Teaching innovation


teachingI once taught under a professor named Dean Ballotti. He was interesting because he had a Ph.D. and years of experience in geology, but later went back to school and got a degree in teaching. He instructed his classes to teach with a philosophy that centred around banishing the myths about science from the get-go and to stop teaching that science isn’t “dirty.”

Scientists make mistakes, he reasoned, and there are times when things are held together by whatever is lying around, such as the ubiquitous duct tape. Due to my experiences in the lab, I tended to agree with him. College students should have enough experience to know that sometimes, even when you follow the directions perfectly, the experiments do not come out as you thought they would and that there likely will be variations. While I taught with his philosophy during his university classes, I decided to see how it would fare during my volunteer services this year with kids at Indianapolis Children’s Museum.

My colleague, Mary, is a great scientist and educator. She knows her field, physics, inside and out. More amazingly, she can explain even the most intricate concepts in physics in an elegant and understandable way that adults and children alike can grasp. She also believes that the scientific method is immutable and everything taught in science is fact. She also taught with Ballotti and butted heads with him constantly about his looser philosophy. Mary was to be my counterpart in this experiment.

Over the past two years, we have gotten together every week to plan lessons for our various classes and endeavours. We have spent a good deal of time debating whether we should be teaching science more “her way,” where the core of science and the scientific method is rigid and linear, or more “my way,” where the core serves more as guidelines. In the end, we have always ended up taking a middling approach to the lessons,  imparting the values of scientific laws (gravity will always be there),  while reminding them that there are exceptions to nearly every rule (gravity is nearly zero in space until you get near a large object, like a planet).

In order to see which method helped students learn the concepts better and gain more understanding, Mary and I decided to see if either of the two philosophies would make it easier for the students to learn. We chose to do this experiment for a month in the museum curriculum for the home-schooled kids to minimize the problems it would cause with any students in an established system with a set teaching methodology. Mary taught a set of classes according to the philosophy that, once a law is established in science, it must remain true and cannot change under most circumstances. My task was to teach a different set of students with the philosophy that science has structure, but it’s not rigid.
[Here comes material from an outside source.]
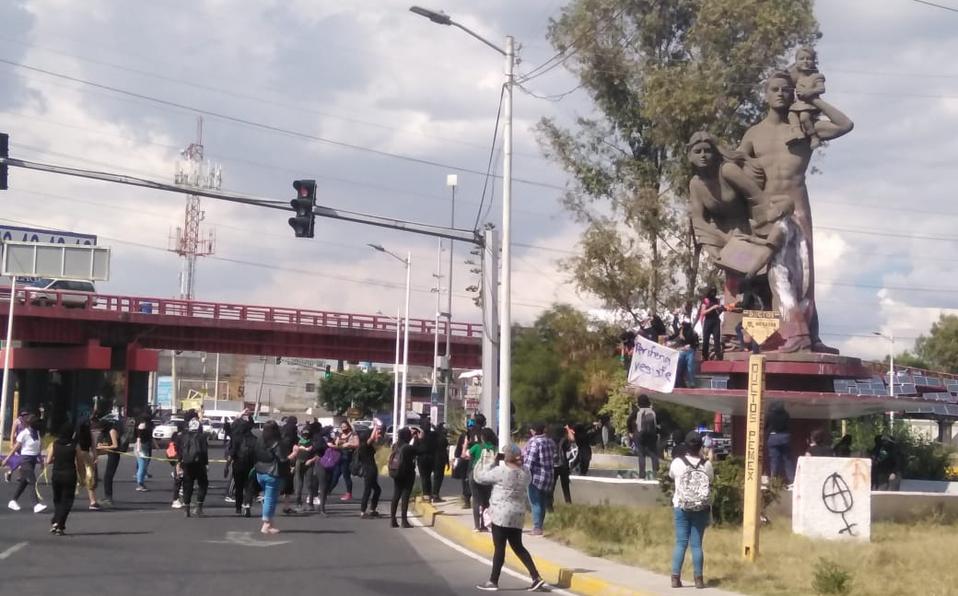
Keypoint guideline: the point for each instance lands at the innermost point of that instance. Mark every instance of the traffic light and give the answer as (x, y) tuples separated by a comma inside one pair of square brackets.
[(4, 153), (303, 204)]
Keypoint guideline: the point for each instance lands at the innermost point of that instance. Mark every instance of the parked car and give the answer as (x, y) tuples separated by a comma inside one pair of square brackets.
[(720, 444), (165, 431), (43, 291)]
hands-on-mathDuring this time, Mary and I came together for our usual lesson planning, but also to compare notes about how the kids were learning with the dichotomous philosophies. The ones who were being taught that science is stable and solid had a much easier time grasping core concepts as well as applying the concepts to a few basic applications. However, the ones who were being taught a more fluid form of science had an easier time with using the concepts on a wider array of applications—once they understood the concept as a base.

One of the things neither one of us saw coming from this experiment was the impact that our methodology and teaching philosophies would have on creativity.

The students who were taught that science was immutable seemed to have a temporary decline in creative abilities, which were recovered once they gained confidence in their ability to use the lessons in an applied way. The other group grew more creative, and even intensely more so, after they gained confidence with how to apply the concepts. The kids showed this creativity by talking more openly about ideas from other areas they had been studying.

For example, in one class they were challenged to build a wooden bridge out of balsa wood that could withstand a simulated earthquake. The students who had been using the less rigid methods for studying science asked for permission to test other things in the room that might be used in place of wood glue. Whereas, the students studying with the more rigid methods read the directions on the box, experimented with a few designs using only wood glue and balsa wood, and never asked if they could use different materials to supplement the experiment. There were many more examples of this type of ingenuity over the course of the weeks, and each time the groups studying the more flexible methodology jumped to creative solutions first.

Ultimately, we discovered that a middle path between the two philosophies was the best of both worlds. We were relieved that all our volunteer efforts didn’t impede the students’ ability to learn, understand, and apply what they were learning in ours or other classes. However, we now wonder if we couldn’t do with a little looser structure in a few of our science lessons to encourage more creativity and innovation. In the future, we plan to keep to the middle with forays into the different teaching methods. Our hope is that this will not only keep kids interested, but also create a more creative, diverse and innovative work force for the future.